[MRG+1] Changes default for return_train_score to False by thechargedneutron · Pull Request #9677 · scikit-learn/scikit-learn

thechargedneutron · 2017-09-02T23:34:16Z

Reference Issue

Fixes #9621

What does this implement/fix? Explain your changes.

Changes the default value of return_train_score to warn. Raises a warning if train score takes more time.

Any other comments?

The warning message needs improvement.

…into searchcv

thechargedneutron · 2017-09-02T23:56:08Z

@jnothman Kindly suggest a suitable warning message.
Also please review. I guess this would need a lot of changes, mostly in documentations.

jnothman · 2017-09-03T03:23:03Z

sklearn/model_selection/_validation.py

                                  is_multimetric)
+            score_train_time = time.time() - start_time - fit_time - score_time
+            if (score_train_time >= 0.1*fit_time and
+               time.time() - start_time) > 5:


Parentheses in a strange place here...

And can't compare absolute time to 5 in a single fit. It will often only be a substantial amount of time over a large number of fits, as in the raising issue.

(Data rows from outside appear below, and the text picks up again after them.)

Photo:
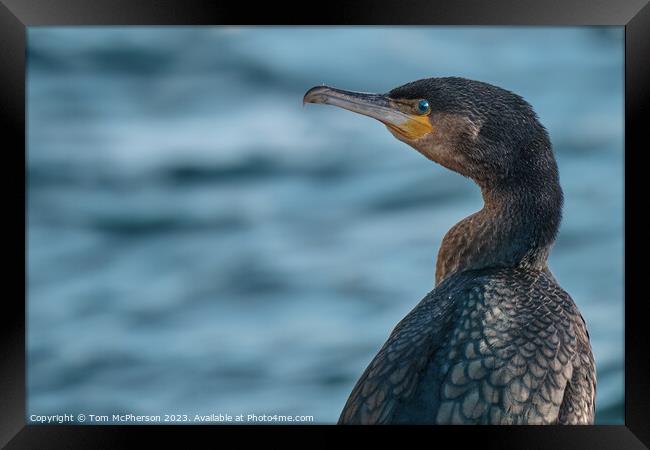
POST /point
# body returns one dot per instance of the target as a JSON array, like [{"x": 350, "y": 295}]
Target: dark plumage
[{"x": 497, "y": 341}]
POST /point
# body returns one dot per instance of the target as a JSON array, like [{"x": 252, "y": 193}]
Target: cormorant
[{"x": 497, "y": 341}]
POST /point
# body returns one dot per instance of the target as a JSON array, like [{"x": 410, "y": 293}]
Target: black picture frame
[{"x": 17, "y": 15}]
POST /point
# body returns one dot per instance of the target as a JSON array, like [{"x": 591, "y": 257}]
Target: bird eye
[{"x": 423, "y": 106}]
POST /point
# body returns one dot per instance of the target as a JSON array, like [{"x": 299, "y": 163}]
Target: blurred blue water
[{"x": 200, "y": 243}]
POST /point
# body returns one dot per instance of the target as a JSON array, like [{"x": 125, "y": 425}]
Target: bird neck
[{"x": 516, "y": 227}]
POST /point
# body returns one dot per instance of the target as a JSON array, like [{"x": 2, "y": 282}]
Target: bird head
[{"x": 479, "y": 130}]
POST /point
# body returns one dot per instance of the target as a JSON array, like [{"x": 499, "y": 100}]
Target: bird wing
[
  {"x": 395, "y": 372},
  {"x": 519, "y": 354},
  {"x": 509, "y": 347}
]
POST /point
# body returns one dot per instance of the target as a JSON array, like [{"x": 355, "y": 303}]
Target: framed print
[{"x": 377, "y": 214}]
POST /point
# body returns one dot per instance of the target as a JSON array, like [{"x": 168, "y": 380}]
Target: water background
[{"x": 198, "y": 242}]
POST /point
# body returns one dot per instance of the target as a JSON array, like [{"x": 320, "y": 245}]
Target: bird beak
[{"x": 377, "y": 106}]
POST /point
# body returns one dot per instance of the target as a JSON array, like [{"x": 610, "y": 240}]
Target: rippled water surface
[{"x": 200, "y": 243}]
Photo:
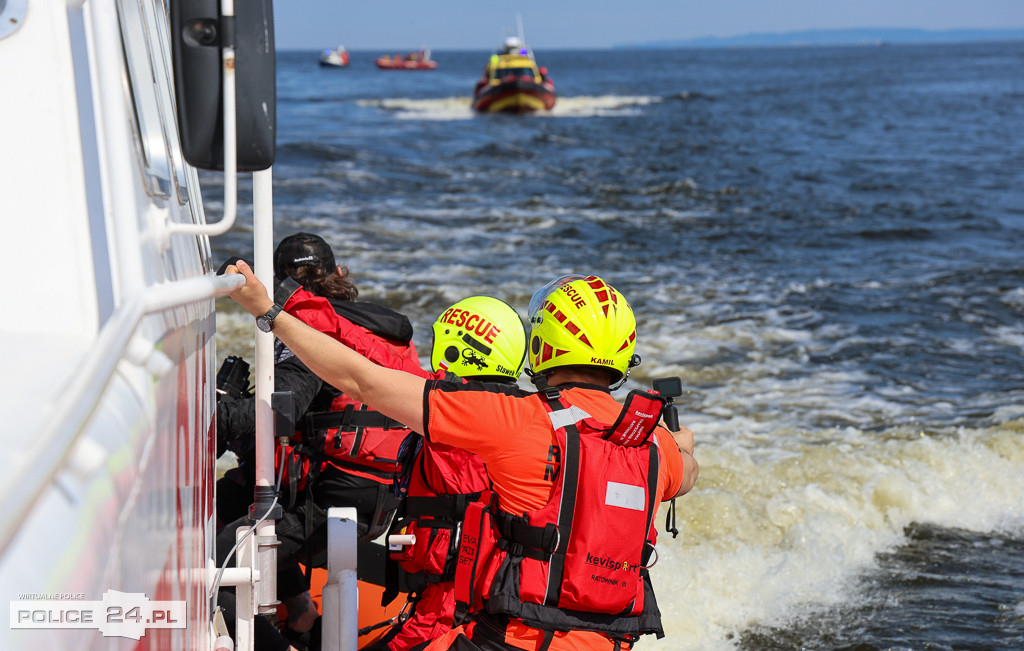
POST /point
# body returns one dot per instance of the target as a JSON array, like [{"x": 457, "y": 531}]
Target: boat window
[
  {"x": 144, "y": 80},
  {"x": 518, "y": 72}
]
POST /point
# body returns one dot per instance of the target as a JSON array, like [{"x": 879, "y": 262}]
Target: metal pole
[{"x": 341, "y": 598}]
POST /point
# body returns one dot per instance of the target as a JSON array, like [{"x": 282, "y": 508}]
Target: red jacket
[{"x": 440, "y": 474}]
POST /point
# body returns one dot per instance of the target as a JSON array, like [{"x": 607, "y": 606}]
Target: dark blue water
[{"x": 825, "y": 244}]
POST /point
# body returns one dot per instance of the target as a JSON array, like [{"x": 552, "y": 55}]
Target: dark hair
[{"x": 332, "y": 286}]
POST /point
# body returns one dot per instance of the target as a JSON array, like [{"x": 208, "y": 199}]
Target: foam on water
[{"x": 768, "y": 537}]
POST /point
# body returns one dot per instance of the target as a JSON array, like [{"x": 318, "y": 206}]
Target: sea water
[{"x": 826, "y": 245}]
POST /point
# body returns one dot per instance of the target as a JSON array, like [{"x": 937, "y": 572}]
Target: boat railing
[{"x": 51, "y": 448}]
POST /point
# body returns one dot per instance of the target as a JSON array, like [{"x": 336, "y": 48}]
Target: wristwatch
[{"x": 265, "y": 321}]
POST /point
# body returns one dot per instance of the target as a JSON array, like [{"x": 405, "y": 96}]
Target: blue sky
[{"x": 480, "y": 25}]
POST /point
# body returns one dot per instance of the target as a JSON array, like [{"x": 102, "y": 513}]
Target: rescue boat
[
  {"x": 335, "y": 57},
  {"x": 412, "y": 60},
  {"x": 512, "y": 82}
]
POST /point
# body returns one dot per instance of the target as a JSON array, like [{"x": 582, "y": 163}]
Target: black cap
[{"x": 302, "y": 250}]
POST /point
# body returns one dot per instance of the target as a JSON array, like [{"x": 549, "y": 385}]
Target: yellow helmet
[
  {"x": 582, "y": 320},
  {"x": 479, "y": 337}
]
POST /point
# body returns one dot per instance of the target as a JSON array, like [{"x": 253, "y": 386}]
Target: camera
[
  {"x": 669, "y": 387},
  {"x": 232, "y": 379}
]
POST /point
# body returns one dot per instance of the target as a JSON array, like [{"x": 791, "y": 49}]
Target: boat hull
[
  {"x": 514, "y": 96},
  {"x": 385, "y": 63}
]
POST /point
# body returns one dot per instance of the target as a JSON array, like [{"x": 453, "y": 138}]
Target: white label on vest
[{"x": 625, "y": 496}]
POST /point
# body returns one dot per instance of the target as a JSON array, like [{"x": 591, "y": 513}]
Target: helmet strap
[{"x": 540, "y": 380}]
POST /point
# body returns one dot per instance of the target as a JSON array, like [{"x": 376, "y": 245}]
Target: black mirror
[{"x": 198, "y": 34}]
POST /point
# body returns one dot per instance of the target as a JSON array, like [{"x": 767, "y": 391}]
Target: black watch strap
[{"x": 265, "y": 321}]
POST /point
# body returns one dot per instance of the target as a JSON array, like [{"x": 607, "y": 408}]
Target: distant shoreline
[{"x": 860, "y": 36}]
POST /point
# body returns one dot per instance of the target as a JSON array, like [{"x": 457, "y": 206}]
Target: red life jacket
[
  {"x": 349, "y": 436},
  {"x": 580, "y": 561},
  {"x": 445, "y": 481}
]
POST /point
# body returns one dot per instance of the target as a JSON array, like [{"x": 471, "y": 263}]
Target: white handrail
[{"x": 52, "y": 444}]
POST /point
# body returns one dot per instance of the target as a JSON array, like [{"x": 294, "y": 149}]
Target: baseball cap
[{"x": 302, "y": 250}]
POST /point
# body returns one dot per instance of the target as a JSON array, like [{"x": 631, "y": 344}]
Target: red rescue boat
[
  {"x": 412, "y": 60},
  {"x": 512, "y": 82}
]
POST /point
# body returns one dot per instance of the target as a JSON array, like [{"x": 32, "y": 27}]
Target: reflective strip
[
  {"x": 561, "y": 418},
  {"x": 626, "y": 496}
]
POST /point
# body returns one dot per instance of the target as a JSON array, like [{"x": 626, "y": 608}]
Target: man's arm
[
  {"x": 317, "y": 312},
  {"x": 395, "y": 393},
  {"x": 684, "y": 439}
]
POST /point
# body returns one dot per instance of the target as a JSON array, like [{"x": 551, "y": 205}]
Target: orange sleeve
[
  {"x": 480, "y": 421},
  {"x": 670, "y": 464}
]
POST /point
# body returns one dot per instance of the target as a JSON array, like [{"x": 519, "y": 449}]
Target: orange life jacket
[{"x": 581, "y": 561}]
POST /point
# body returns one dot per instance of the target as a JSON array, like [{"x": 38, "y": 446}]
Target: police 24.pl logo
[{"x": 119, "y": 614}]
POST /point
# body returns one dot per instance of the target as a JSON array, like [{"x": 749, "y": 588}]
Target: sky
[{"x": 481, "y": 25}]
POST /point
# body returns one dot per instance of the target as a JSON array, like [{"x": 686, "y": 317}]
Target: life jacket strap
[
  {"x": 449, "y": 507},
  {"x": 347, "y": 420}
]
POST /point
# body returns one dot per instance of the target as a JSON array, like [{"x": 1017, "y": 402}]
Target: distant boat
[
  {"x": 412, "y": 60},
  {"x": 335, "y": 57},
  {"x": 512, "y": 82}
]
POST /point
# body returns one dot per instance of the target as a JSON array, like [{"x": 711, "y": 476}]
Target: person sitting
[
  {"x": 342, "y": 454},
  {"x": 478, "y": 338},
  {"x": 534, "y": 587}
]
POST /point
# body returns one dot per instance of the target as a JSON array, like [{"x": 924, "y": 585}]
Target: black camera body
[
  {"x": 232, "y": 379},
  {"x": 670, "y": 388}
]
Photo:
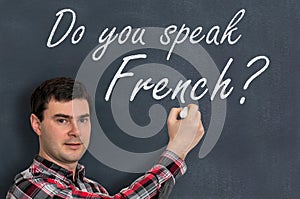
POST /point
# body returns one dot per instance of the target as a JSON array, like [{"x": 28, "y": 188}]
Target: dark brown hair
[{"x": 60, "y": 89}]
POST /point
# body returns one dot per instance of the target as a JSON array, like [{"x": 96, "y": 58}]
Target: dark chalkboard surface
[{"x": 257, "y": 154}]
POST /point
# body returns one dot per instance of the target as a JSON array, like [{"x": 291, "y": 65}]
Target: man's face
[{"x": 65, "y": 131}]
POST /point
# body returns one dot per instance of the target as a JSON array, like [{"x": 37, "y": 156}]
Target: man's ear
[{"x": 35, "y": 124}]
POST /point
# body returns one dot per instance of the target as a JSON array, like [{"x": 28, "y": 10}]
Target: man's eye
[
  {"x": 62, "y": 121},
  {"x": 83, "y": 120}
]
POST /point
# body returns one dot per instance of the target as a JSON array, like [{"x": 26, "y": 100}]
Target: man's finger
[{"x": 174, "y": 114}]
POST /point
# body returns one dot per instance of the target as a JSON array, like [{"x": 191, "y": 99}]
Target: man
[{"x": 61, "y": 119}]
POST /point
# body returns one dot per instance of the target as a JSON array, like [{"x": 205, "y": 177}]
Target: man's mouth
[{"x": 73, "y": 145}]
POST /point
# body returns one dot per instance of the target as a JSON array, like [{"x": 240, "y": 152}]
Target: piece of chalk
[{"x": 183, "y": 113}]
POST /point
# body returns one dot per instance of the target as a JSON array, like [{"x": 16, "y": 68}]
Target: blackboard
[{"x": 257, "y": 153}]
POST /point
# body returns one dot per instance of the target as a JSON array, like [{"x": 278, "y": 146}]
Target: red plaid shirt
[{"x": 44, "y": 179}]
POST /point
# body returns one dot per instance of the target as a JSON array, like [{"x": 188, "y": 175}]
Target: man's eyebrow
[
  {"x": 85, "y": 115},
  {"x": 62, "y": 115},
  {"x": 70, "y": 117}
]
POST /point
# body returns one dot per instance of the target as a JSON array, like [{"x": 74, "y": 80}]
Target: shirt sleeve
[
  {"x": 159, "y": 180},
  {"x": 168, "y": 169}
]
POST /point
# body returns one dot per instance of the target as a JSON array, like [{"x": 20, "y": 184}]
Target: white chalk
[{"x": 184, "y": 112}]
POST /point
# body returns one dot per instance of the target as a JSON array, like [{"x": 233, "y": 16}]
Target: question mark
[{"x": 255, "y": 75}]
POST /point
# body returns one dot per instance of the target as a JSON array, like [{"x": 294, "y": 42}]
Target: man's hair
[{"x": 61, "y": 89}]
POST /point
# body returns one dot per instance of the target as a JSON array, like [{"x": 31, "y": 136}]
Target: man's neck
[{"x": 68, "y": 166}]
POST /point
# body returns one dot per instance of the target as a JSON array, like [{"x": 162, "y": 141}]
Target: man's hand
[{"x": 184, "y": 134}]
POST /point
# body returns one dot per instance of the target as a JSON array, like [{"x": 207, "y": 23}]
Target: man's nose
[{"x": 74, "y": 130}]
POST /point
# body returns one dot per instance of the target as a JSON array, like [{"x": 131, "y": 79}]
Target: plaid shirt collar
[{"x": 41, "y": 165}]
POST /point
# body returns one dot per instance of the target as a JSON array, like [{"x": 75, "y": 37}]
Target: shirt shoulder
[{"x": 29, "y": 185}]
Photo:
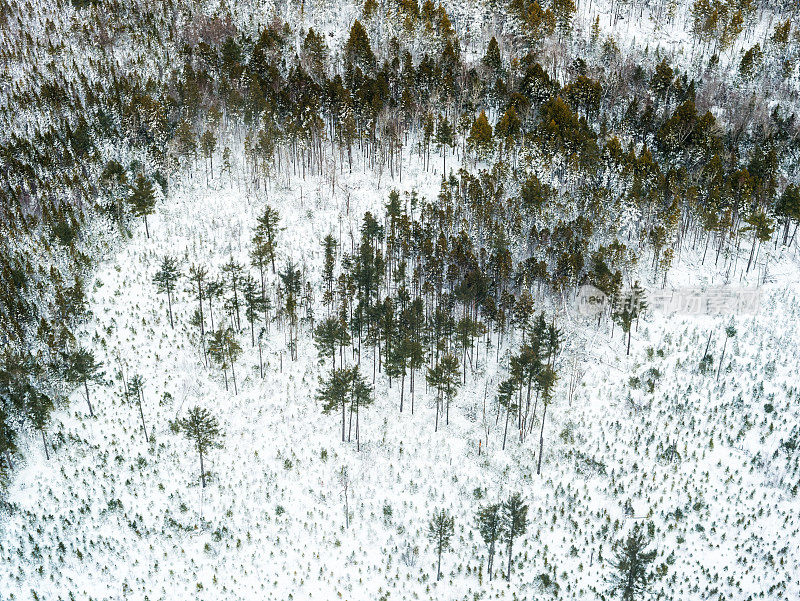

How about adding a new variable alongside return_train_score in BaseSearchCV, containing the time of the first call to GridSearchCV. Also we need to pass that time variable to the _fit_and_score function.

…into searchcv

thechargedneutron · 2017-09-03T08:12:11Z

@jnothman Added a parameter in the function which takes care of the actual start time of GridSearchCV. Please see if this is valid or not.

jnothman

It's not a bad approach, but I suspect it won't receive the consensus to get merge, just because it makes the _fit_and_score interface more messy...

@amueller, what do you think of this approach?

jnothman · 2017-09-03T11:13:48Z

sklearn/model_selection/_validation.py

            train_scores = _score(estimator, X_train, y_train, scorer,
                                  is_multimetric)
+            score_train_time = time.time() - start_time - fit_time - score_time
+            if score_train_time >= 0.1*fit_time and time.time() - grid_search_start_time> 5:


This still may mean that training score calculation time took only .5 of a second, which I don't think is quite enough. Maybe better would be to (naively) estimate overall training score time: (time.time() - grid_search_start_time) * score_train_time / (fit_time + score_time + score_train_time) > 5..?

thechargedneutron · 2017-09-03T11:21:06Z

@jnothman I also agree upon the fact that it makes the _fit_and_score method more messy. But I could not find and alternative to keep track of total time that GridSearchCV would take. You or @amueller may suggest a way which serves the purpose without changing _fit_and_score interface.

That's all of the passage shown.